Didin juga teringat saat Gus Sholah maju sebagai cawapres pada Pemilihan Presiden 2004 mendampingi Wiranto kala itu. "Artinya memang visi kebangsaannya sangat tinggi dan saat itulah ada istilah politik tingkat tinggi, politik yang berbasis pada keikatan kebangsaan, kesatuan dan persatuan. Dan sosok Gus Sholah itu sangat relevan," tuturnya.
Didin juga mengungkapkan, Jombang memang tempat lahirnya kiai dan ulama-ulama besar. "Para ulama besar itu sebagian besar berasal dari Pondok Pesantren di Jombang atau cabang-cabang dari Jombang, yang memang banyak di seluruh Indonesia. Mereka punya visi dan misi yang relatif sama," tutur dia.
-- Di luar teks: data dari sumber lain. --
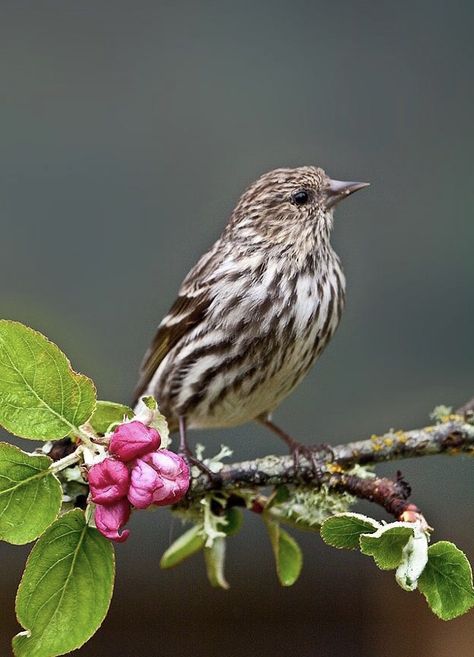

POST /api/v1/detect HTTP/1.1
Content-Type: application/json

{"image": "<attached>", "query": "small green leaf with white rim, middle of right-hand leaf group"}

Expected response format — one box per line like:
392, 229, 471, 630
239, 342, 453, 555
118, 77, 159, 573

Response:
360, 522, 415, 570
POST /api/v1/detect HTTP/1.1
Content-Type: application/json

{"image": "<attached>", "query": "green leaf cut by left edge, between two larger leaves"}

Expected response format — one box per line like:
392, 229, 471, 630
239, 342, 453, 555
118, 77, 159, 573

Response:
0, 443, 62, 545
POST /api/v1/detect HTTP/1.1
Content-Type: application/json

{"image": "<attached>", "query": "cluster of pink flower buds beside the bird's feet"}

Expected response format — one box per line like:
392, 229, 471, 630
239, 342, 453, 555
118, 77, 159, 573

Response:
88, 420, 190, 543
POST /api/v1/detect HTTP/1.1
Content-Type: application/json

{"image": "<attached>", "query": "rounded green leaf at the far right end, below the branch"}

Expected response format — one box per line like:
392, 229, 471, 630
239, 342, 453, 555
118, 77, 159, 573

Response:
418, 541, 474, 620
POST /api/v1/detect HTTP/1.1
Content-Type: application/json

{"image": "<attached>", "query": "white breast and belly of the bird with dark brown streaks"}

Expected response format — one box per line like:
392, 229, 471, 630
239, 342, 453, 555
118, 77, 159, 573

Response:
153, 254, 344, 427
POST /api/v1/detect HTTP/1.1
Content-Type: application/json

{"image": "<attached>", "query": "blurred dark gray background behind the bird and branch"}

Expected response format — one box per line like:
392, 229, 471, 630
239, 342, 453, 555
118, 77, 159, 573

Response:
0, 0, 474, 657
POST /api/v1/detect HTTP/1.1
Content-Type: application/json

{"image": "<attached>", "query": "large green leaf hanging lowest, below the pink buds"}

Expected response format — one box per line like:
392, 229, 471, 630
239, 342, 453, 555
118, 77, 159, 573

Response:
13, 509, 115, 657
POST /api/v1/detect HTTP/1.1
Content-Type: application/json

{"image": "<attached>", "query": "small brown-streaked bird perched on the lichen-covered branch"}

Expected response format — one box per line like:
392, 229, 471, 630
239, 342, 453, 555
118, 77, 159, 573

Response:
136, 166, 368, 450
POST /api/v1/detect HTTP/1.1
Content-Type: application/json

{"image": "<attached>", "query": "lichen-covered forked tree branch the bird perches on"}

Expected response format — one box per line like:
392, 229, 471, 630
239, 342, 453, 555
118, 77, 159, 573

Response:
188, 412, 474, 519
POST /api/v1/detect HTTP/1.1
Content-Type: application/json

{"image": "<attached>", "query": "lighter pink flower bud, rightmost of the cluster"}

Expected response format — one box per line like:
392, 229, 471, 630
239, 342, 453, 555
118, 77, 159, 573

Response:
128, 449, 189, 509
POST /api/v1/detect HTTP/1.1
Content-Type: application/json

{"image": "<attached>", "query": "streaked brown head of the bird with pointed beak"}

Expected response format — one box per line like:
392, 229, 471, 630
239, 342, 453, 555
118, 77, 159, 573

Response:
228, 166, 369, 245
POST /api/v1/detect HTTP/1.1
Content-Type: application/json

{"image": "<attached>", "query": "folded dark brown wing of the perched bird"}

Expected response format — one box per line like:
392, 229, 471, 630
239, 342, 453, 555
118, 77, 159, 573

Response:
134, 245, 222, 404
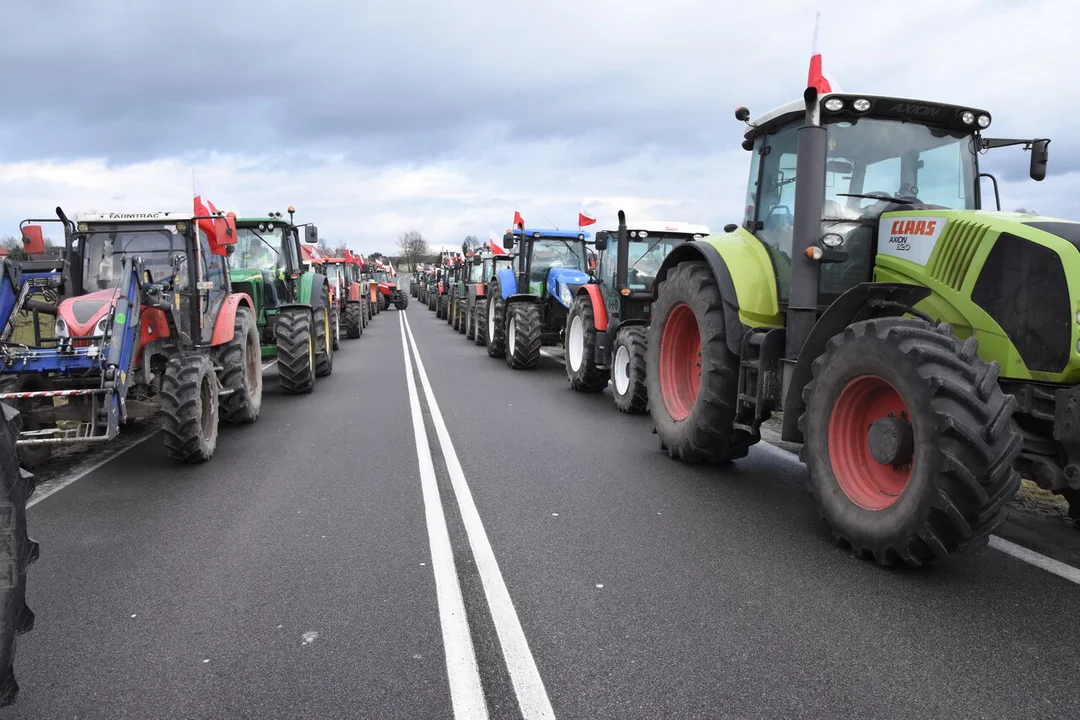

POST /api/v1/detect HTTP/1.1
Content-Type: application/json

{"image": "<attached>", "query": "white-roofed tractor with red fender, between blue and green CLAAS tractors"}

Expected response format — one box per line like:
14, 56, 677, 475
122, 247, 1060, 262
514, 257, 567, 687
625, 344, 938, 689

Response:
564, 210, 708, 415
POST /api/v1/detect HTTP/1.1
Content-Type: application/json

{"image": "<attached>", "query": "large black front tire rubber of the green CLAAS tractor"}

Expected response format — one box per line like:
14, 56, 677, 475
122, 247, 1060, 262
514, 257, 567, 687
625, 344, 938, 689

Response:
800, 317, 1022, 566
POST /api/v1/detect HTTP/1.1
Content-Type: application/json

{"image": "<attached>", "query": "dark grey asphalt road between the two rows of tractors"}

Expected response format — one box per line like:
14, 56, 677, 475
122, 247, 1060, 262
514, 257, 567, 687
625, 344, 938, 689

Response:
12, 282, 1080, 719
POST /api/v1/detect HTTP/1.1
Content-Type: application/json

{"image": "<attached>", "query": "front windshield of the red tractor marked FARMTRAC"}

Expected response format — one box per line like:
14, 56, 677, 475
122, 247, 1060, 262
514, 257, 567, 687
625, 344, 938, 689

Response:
81, 226, 188, 293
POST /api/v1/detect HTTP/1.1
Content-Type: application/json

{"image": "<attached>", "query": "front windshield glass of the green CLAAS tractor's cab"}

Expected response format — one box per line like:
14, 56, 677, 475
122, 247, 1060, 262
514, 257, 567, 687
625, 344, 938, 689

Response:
823, 118, 977, 220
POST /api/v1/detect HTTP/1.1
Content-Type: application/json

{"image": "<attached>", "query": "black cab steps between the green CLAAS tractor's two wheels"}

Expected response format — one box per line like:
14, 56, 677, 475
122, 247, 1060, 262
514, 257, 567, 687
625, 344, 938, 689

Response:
734, 327, 784, 439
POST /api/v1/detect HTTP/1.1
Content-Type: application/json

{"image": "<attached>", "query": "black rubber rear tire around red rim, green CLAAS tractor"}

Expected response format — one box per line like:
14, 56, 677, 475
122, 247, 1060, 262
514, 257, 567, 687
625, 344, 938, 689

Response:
645, 261, 757, 463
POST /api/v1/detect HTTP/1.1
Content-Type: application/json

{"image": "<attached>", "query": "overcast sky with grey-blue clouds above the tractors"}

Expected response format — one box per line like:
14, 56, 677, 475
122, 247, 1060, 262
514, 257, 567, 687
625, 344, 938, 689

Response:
0, 0, 1080, 252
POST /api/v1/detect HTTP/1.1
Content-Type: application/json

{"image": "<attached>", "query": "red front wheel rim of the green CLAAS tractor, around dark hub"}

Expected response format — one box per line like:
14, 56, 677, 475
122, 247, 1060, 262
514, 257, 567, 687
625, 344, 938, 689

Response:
828, 375, 914, 511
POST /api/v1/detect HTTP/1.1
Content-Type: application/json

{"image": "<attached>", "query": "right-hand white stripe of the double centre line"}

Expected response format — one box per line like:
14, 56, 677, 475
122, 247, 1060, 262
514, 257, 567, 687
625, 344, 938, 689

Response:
402, 315, 555, 720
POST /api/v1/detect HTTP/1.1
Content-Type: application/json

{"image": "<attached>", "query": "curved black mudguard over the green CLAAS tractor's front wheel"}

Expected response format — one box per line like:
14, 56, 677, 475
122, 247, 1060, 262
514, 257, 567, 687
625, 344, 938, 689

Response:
781, 283, 930, 443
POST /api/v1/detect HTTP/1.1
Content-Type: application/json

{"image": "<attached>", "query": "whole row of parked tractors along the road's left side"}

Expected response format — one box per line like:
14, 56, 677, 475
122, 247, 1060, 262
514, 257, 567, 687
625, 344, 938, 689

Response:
0, 198, 408, 704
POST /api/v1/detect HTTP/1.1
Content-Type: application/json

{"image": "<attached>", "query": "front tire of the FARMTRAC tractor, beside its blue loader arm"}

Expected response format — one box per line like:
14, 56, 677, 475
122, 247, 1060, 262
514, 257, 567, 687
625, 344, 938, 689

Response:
161, 352, 220, 463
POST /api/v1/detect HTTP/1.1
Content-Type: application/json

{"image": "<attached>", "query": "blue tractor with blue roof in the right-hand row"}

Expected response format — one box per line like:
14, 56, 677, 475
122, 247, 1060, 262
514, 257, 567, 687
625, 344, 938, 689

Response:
487, 225, 590, 370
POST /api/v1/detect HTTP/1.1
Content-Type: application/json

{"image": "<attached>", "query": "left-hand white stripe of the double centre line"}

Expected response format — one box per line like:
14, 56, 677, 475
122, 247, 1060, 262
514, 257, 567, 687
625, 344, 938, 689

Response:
397, 313, 488, 720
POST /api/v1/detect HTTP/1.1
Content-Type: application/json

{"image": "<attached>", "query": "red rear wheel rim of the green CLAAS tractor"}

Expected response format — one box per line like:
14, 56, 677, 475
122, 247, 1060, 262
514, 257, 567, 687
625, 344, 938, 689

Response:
660, 302, 701, 420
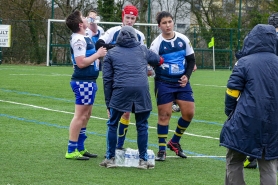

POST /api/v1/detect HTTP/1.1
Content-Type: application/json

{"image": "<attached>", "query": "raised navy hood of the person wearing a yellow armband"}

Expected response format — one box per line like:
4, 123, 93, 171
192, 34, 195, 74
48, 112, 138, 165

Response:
236, 24, 277, 59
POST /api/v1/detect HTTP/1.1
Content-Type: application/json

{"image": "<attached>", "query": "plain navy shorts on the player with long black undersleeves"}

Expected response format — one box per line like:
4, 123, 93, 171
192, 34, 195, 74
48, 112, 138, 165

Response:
155, 81, 194, 105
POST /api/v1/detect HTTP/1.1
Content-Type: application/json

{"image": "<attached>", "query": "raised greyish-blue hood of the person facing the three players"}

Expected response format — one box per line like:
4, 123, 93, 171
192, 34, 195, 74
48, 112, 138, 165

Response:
116, 26, 141, 48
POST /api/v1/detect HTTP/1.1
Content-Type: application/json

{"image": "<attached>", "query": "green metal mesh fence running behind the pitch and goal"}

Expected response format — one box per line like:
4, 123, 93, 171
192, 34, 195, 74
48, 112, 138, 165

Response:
0, 20, 249, 69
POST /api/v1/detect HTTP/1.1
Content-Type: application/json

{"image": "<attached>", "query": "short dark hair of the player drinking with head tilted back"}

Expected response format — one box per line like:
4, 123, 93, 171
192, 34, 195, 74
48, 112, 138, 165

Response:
66, 10, 83, 33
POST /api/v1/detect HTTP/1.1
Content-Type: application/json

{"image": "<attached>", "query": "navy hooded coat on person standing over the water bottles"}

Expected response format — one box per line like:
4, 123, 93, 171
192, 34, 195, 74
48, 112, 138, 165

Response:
103, 28, 160, 113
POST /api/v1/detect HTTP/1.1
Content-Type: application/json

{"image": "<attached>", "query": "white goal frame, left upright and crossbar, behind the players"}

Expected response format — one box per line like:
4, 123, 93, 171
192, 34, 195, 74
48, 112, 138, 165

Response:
46, 19, 157, 66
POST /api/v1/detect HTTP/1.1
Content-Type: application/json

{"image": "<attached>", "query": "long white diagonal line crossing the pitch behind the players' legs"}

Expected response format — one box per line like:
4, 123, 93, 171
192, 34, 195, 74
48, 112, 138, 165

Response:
0, 100, 219, 140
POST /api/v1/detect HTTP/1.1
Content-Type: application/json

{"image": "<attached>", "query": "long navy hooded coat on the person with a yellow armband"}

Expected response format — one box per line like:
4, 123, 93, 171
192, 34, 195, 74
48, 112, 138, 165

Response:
220, 24, 278, 160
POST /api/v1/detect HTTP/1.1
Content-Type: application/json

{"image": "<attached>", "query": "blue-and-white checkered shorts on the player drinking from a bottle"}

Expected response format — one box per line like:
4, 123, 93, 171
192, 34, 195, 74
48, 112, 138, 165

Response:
70, 81, 97, 105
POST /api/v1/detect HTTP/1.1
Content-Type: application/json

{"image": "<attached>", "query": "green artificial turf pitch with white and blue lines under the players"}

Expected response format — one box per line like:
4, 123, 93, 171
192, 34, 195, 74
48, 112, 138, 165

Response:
0, 64, 270, 185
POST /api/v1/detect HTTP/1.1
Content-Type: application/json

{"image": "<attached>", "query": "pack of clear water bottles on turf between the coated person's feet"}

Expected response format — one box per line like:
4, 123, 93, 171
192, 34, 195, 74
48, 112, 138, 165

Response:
115, 148, 155, 167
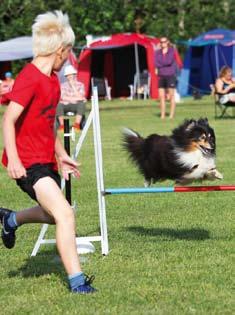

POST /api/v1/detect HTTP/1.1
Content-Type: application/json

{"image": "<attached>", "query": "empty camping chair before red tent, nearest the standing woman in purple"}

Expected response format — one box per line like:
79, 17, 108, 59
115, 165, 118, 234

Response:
129, 70, 150, 100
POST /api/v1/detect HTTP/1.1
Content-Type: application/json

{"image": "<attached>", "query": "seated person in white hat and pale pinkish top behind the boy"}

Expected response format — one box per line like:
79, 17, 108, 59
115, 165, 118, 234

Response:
56, 65, 86, 131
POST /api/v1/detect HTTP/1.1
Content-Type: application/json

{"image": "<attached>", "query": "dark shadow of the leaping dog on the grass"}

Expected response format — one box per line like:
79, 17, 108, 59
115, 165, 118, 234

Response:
127, 226, 210, 241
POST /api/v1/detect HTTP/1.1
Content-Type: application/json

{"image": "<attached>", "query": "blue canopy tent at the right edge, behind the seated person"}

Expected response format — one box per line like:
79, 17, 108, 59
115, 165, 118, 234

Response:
178, 29, 235, 96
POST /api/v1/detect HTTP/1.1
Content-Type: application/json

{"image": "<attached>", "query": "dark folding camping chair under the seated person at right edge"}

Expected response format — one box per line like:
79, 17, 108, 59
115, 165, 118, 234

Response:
210, 84, 235, 118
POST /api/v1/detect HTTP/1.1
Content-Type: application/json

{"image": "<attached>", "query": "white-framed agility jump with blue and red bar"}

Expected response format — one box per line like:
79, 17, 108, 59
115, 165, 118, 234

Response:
31, 87, 235, 256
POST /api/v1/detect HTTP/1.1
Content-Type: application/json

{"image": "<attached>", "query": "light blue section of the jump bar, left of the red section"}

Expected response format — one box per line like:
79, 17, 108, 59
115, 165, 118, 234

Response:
104, 187, 174, 195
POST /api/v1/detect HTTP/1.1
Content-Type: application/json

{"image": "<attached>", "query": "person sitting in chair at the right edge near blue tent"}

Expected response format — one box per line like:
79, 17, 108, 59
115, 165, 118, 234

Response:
215, 66, 235, 105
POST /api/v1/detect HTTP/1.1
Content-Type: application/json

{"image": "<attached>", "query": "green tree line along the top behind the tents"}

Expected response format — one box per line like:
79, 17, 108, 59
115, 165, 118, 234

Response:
0, 0, 235, 46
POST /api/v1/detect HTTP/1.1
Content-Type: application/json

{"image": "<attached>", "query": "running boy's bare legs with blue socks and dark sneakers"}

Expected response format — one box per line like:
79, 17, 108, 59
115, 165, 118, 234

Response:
0, 176, 96, 294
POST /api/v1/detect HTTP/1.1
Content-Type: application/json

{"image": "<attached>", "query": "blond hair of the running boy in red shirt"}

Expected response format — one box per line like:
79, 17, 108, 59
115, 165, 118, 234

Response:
32, 11, 75, 57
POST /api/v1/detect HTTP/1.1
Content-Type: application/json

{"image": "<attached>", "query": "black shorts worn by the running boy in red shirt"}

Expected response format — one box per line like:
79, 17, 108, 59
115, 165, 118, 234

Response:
16, 164, 61, 201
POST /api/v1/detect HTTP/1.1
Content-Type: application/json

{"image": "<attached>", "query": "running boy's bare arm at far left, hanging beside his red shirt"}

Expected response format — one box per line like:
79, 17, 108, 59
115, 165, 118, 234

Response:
2, 102, 26, 179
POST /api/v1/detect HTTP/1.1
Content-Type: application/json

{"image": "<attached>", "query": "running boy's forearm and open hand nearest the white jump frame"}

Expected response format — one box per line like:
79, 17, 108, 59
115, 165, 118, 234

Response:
55, 135, 80, 180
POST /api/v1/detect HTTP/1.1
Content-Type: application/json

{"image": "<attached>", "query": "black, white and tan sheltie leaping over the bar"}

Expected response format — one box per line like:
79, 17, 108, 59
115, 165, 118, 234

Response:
123, 118, 223, 186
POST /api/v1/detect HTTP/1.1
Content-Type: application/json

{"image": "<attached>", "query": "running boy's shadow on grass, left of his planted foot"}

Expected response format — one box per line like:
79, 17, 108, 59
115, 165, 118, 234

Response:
8, 250, 66, 282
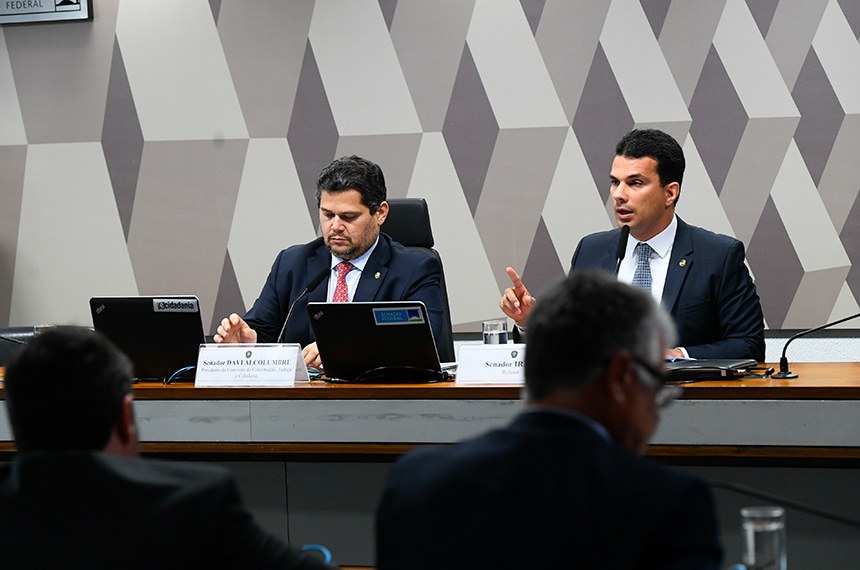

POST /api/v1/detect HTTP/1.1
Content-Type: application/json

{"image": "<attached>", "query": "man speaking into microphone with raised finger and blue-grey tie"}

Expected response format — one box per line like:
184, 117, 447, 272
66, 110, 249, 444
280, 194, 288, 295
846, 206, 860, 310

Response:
499, 129, 765, 361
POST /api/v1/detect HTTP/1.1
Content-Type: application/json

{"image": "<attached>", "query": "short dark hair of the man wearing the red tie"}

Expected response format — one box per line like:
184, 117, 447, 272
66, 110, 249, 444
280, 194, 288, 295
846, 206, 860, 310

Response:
316, 154, 388, 214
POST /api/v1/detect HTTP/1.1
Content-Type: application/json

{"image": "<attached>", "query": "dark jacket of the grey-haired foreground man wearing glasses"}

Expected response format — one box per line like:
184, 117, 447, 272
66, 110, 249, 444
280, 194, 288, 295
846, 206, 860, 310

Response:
376, 410, 722, 570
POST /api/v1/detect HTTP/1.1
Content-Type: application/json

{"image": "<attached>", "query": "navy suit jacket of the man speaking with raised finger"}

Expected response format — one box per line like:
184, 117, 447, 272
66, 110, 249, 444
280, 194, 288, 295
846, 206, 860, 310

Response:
570, 218, 764, 362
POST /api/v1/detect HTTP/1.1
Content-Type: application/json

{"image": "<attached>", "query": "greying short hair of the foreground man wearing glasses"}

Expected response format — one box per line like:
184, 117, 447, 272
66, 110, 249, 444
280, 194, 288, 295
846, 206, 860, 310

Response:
525, 270, 675, 399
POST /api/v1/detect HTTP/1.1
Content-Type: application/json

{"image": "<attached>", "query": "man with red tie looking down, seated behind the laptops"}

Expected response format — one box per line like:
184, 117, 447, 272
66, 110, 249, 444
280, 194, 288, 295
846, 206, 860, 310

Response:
215, 156, 443, 366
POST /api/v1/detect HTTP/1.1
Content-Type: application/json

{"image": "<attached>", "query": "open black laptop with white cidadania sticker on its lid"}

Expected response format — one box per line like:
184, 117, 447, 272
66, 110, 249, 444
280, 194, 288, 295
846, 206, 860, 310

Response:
90, 295, 206, 380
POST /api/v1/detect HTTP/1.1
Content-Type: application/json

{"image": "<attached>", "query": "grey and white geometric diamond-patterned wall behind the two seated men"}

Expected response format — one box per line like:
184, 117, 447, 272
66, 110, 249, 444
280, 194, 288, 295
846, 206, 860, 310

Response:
0, 0, 860, 331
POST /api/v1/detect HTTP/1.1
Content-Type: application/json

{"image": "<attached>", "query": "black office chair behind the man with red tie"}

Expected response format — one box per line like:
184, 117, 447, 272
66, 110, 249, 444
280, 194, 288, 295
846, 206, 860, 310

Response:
382, 198, 456, 362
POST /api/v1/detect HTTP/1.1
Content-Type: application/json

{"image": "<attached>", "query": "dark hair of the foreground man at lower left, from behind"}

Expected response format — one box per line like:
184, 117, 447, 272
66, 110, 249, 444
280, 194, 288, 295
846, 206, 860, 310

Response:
5, 327, 132, 451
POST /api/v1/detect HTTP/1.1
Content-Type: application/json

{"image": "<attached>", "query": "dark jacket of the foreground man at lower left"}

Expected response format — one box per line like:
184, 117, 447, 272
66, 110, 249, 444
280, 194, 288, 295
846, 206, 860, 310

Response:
0, 451, 328, 570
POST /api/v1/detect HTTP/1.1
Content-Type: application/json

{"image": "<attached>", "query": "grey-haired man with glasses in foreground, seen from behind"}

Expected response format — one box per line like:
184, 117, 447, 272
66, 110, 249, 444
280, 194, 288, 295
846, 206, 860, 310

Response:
376, 271, 722, 570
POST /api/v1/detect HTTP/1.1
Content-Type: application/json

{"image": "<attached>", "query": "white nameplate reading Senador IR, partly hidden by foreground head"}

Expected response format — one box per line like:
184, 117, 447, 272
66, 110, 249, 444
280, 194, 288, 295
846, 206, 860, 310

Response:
456, 344, 526, 386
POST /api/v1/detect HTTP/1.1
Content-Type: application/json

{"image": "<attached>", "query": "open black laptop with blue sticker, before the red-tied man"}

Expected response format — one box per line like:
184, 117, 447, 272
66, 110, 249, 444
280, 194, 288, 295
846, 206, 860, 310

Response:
307, 301, 447, 383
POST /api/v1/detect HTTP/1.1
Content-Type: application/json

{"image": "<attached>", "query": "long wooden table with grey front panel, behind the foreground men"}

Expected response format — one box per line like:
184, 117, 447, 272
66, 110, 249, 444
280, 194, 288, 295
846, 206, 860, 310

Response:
0, 363, 860, 566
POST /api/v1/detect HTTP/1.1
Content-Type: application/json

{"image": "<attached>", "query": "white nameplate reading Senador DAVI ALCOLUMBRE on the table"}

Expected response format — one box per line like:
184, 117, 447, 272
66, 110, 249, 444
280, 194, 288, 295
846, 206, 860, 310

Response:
194, 343, 310, 388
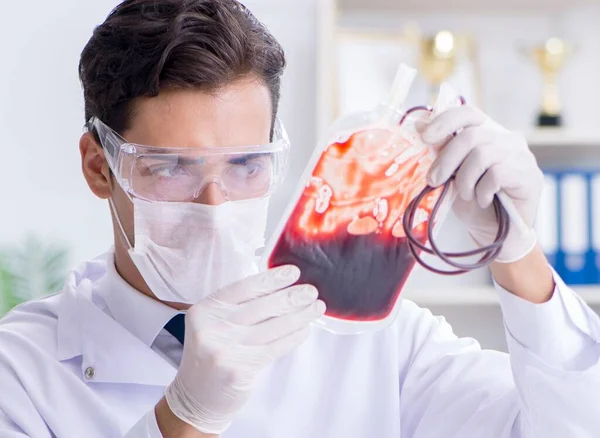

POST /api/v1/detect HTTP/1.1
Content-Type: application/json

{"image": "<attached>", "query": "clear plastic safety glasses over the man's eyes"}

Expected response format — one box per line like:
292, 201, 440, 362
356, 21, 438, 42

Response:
88, 117, 290, 202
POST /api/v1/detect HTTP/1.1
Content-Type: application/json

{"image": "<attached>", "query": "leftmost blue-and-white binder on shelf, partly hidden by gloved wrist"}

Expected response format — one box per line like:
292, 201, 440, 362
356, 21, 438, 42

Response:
534, 171, 559, 269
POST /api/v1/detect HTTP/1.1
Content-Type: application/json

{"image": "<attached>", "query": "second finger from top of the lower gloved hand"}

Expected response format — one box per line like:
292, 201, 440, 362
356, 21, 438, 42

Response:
230, 284, 319, 326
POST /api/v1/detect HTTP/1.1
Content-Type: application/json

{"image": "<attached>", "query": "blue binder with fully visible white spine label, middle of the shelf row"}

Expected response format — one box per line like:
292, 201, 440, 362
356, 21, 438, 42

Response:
556, 171, 595, 284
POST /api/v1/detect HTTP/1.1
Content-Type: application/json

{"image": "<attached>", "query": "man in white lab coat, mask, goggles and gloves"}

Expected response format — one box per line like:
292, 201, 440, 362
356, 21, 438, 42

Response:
0, 0, 600, 438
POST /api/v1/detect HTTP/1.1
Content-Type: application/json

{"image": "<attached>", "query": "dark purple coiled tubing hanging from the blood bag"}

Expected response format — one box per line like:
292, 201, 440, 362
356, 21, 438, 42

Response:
399, 97, 510, 275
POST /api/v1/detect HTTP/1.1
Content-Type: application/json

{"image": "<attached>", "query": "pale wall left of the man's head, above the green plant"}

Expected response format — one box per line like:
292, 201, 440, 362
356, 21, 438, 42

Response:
0, 0, 121, 266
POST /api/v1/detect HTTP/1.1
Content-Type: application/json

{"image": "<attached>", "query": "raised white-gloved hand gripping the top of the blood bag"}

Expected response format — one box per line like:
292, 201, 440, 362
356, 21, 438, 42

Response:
420, 105, 544, 263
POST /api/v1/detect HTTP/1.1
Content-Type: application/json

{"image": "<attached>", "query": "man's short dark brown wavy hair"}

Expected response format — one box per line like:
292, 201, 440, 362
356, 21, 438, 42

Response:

"Karena para kiai itu mujahid. Para pejuang bangsa yang selalu berpikir masalah bangsa dan bukan sekadar berpikir masalah pesantrennya saja atau kelompok," ucap dia.
Didin menambahkan, Ponpes Tebuireng Jombang tentu telah menghasilkan banyak alumnus yang berperan besar di tengah kehidupan masyarakat. "Saya kira ribuan alumni-alumninya tersebar di masyarakat luas yang punya gagasan-gagasan yang sama dengan pendirinya, punya cita-cita kesatuan persatuan yang sama," ucap dia.
Jenazah KH. Salahuddin Wahid atau yang akrab disapa Gus Sholah, telah tiba di kompleks Pondok Pesantren Tebuireng, Jombang, Senin (3/2). Sesampainya di Ponpes Tebuireng, jenazah langsung dibawa ke kediaman. Tidak lama berselang, jenazah kemudian diangkut keluar dari kediaman, untuk dishalatkan di masjid yang berada di kompleks Ponpes Tebuireng.
Saat itulah, tangis para santri pecah. Semula para santri yang dengan lantang membacakan tahlil, tiba-tiba bacaan tersebut terdengar lebih lemah. Isak tangis pun tak bisa dibendung. Bahkan beberapa dari mereka harus ditenangkan terlebih dahulu agar bisa menghentikan tangisannya. "Yai (Kiyai), Yai, Yai, Yai," para santri bersautan memanggil pengasuhnya.
Shalat jenazah tersebut diikuti KH. Ahmad Mustofa Bisri atau lebih sering dipanggil dengan Gus Mus, yang telah datang jauh sebelum jenazah Gus Sholah tiba. Hadir pula Wakil Gubernur Jawa Timur Emil Elestianto Dardak, dan tokoh lainnya.
Gus Solah sudah sejak Januari lalu sempat dirawat di rumah sakit pascaoperasi ablasi jantung. Kondisi Gus Solah diketahui terus menurun pasca menjalani bedah jantung pada Sabtu (1/2), sebelum dinyatakan meninggal pada Ahad (2/2) malam. Gus Sholah dirawat di ruang ICU RS Harapan Kita, Jakarta, setelah menjalani operasi jantung. Gus Solah dirawat di rumah sakit sejak satu pekan lalu.
Setelah itu, pada Jumat (31/1) Gus Sholah menjalani operasi karena ada masalah pada selaput jantungnya. Setelah operasi berhasil dilakukan, Gus Solah pun diperbolehkan pulang. Kendati setelah beberapa hari, tubuhnya dan dia kembali lemas sehingga kembali dibawa kembali ke rumah sakit. Gus Solah lahir di Jombang, 11 September 1942 dan menghembuskan nafas terakhir pada usia 77 Tahun.